Cannelés. A canelé (French: ) is a small French pastry flavored with rum and vanilla with a soft and tender custard center and a dark, thick caramelized crust. It takes the shape of a small, striated cylinder up to five centimeters in height with a depression at the top. A specialty of the Bordeaux region of France, today it is widely available in pâtisseries in France and abroad.
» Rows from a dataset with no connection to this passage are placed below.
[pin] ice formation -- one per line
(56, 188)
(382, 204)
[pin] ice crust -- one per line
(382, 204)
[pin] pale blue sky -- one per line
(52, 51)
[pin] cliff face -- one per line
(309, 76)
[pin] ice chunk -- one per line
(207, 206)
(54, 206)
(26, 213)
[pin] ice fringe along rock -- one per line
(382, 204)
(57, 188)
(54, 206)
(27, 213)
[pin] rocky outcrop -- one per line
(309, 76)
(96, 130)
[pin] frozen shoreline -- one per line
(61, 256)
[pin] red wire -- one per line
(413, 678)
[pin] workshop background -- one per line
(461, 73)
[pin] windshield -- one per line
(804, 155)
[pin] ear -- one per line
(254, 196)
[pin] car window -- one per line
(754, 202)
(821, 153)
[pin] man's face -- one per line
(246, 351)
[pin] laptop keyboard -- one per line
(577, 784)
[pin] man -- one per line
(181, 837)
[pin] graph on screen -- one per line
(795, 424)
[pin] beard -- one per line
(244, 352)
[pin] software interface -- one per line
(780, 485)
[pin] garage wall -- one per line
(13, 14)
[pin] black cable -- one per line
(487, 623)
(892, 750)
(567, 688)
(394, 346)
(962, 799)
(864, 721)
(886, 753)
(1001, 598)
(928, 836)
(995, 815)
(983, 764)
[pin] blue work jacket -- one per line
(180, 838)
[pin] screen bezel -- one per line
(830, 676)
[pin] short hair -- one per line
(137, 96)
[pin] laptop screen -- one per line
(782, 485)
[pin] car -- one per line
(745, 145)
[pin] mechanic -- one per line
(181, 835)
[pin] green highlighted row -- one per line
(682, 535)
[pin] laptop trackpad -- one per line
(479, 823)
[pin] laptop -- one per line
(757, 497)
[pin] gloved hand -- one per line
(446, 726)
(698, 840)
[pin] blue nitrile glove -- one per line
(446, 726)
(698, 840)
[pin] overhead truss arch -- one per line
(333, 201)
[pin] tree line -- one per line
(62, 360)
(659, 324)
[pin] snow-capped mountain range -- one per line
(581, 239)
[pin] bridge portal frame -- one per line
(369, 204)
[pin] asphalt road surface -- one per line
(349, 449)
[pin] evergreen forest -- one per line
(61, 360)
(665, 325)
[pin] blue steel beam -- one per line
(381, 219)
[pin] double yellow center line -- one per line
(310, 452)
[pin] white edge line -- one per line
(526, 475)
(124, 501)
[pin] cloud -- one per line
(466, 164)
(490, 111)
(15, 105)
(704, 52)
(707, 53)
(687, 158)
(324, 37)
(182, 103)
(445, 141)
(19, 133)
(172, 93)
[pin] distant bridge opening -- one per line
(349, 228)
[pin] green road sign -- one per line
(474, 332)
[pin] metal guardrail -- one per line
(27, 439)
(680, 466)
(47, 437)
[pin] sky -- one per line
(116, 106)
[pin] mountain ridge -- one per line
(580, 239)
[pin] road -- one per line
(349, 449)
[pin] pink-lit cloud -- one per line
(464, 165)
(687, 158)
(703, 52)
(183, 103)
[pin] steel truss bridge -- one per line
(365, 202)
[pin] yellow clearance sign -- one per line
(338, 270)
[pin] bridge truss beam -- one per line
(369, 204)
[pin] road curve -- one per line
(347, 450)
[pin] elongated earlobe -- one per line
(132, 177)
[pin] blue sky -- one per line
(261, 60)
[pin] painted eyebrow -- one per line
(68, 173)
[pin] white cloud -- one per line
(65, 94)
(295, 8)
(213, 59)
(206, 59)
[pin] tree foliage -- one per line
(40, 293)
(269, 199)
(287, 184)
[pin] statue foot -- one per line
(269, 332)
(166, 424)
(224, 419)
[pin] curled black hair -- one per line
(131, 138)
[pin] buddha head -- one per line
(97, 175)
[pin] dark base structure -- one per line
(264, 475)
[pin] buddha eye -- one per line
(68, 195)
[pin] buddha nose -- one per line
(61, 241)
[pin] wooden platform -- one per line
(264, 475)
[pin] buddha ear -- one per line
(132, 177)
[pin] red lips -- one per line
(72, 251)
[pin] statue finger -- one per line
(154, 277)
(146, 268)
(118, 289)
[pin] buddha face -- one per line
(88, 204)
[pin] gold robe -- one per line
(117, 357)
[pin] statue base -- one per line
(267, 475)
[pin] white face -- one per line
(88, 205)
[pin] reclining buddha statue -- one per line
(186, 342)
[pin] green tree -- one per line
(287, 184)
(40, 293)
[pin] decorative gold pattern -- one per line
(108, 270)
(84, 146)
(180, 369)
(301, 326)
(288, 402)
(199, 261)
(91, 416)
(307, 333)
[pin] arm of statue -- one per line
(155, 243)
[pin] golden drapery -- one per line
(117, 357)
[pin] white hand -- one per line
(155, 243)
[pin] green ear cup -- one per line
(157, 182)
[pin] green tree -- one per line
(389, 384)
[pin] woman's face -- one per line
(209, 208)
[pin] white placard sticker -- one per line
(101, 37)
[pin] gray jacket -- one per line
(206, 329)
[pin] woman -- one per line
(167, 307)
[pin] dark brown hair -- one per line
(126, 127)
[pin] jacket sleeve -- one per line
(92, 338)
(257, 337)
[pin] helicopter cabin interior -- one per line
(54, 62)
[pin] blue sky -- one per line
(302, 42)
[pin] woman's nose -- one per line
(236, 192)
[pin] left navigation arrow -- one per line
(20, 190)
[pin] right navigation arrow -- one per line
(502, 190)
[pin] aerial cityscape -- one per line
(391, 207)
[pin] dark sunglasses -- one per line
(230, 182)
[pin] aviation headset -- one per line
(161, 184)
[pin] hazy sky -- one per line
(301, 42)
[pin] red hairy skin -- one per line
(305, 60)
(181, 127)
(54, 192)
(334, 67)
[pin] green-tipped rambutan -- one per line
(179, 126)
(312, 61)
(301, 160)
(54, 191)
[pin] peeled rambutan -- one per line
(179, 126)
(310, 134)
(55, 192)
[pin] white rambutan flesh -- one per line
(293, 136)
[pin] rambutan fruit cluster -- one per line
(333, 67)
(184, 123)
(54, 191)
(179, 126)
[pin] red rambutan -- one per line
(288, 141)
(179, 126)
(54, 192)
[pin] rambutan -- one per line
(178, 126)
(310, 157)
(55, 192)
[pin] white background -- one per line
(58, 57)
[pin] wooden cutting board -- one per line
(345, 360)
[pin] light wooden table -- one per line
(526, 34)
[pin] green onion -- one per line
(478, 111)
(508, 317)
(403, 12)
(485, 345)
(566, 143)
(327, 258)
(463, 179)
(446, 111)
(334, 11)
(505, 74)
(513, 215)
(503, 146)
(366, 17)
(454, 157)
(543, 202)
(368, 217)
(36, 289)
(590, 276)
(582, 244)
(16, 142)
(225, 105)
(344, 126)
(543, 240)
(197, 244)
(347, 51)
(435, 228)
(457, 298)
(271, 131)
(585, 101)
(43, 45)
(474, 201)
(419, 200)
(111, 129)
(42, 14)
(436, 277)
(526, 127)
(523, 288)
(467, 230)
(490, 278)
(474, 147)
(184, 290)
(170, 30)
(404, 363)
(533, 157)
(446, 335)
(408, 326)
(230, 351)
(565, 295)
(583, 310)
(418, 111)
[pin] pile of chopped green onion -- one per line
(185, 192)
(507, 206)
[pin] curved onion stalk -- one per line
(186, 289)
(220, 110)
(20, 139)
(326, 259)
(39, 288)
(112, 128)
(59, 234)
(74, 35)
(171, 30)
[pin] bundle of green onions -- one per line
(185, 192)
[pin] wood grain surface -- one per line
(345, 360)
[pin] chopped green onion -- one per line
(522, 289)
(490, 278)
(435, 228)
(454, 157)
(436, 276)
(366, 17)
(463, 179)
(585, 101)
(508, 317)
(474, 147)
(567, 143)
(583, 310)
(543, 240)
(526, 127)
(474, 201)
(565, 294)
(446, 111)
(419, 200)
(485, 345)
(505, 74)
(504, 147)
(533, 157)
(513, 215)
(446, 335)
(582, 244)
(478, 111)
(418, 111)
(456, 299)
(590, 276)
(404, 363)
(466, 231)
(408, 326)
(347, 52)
I was overly generous with greasing the tin with the beeswax/butter mixture, which resulted in a soft bottom which was okay, but not as crispy as it should have been. The cannelés will rise in their molds like a soufflé before collapsing back into their molds, so be sure there is a pan below to catch the excess butter that will drip out. You might have to take the cannelés out to slightly cool if they rise too high over the top. You can have Cannelés using 9 ingredients and 8 steps. Here is how you cook it.
Ingredients of Cannelés
- You need 50 cl of lait.
- It’s 2 of œufs entiers.
- Prepare 2 of jaunes d’œufs.
- It’s 1 gousse of vanille.
- You need 1 cuillère à soupe of rhum.
- It’s 100 g of farine.
- Prepare 250 g of sucre.
- It’s 50 g of beurre.
- You need 1 of pincée de sel.
Cannelés are supposed to get very dark—black really—but if you're concerned that yours are darkening too fast or too much, place a piece of parchment or foil over the molds. When properly baked, the bottoms will be dark and the sides of the little pastries will be a deep brown—think mahogany. Cannelés are golden and crispy cakes with a custardy centre, flavoured with a hint of rum and/or vanilla. Recipe for Cannelés with step-by-step photos, with instructions for using copper cannelé moulds or silicone cannelé moulds.
Cannelés step by step
- Faire fondre le beurre..
- Faire bouillir le lait avec la gousse de vanille et le beurre..
- Mélanger les œufs avec le sucre, la farine et la pincée de sel..
- Ajouter petit à petit le lait chaud jusqu’à obtenir une pâte liquide (comme une pâte à crêpes)..
- Laisser refroidir puis ajouter le rhum..
- Laisser reposer la pâte 1h au réfrigérateur..
- Mettre la pâte dans les moules (au 2/3).
- Faire cuire 1h à 215•c (programme 6 pour le cake factory).
I had the opportunity to visit the Bordeaux region during my last trip to France. My best friend's mother-in-law lives in that area, so we decided to take a weekend trip to visit her. On the way to her house, I asked my friend to stop at a patisserie so that I could pick up something as a gift for the hostess. These French pastries are the real deal: crunchy and caramelized to a deep mahogany brown on the outside, moist and custardy within, and deeply perfumed with dark rum and vanilla bean. The exterior should have a decisive crunch but also be delicate, not burnt.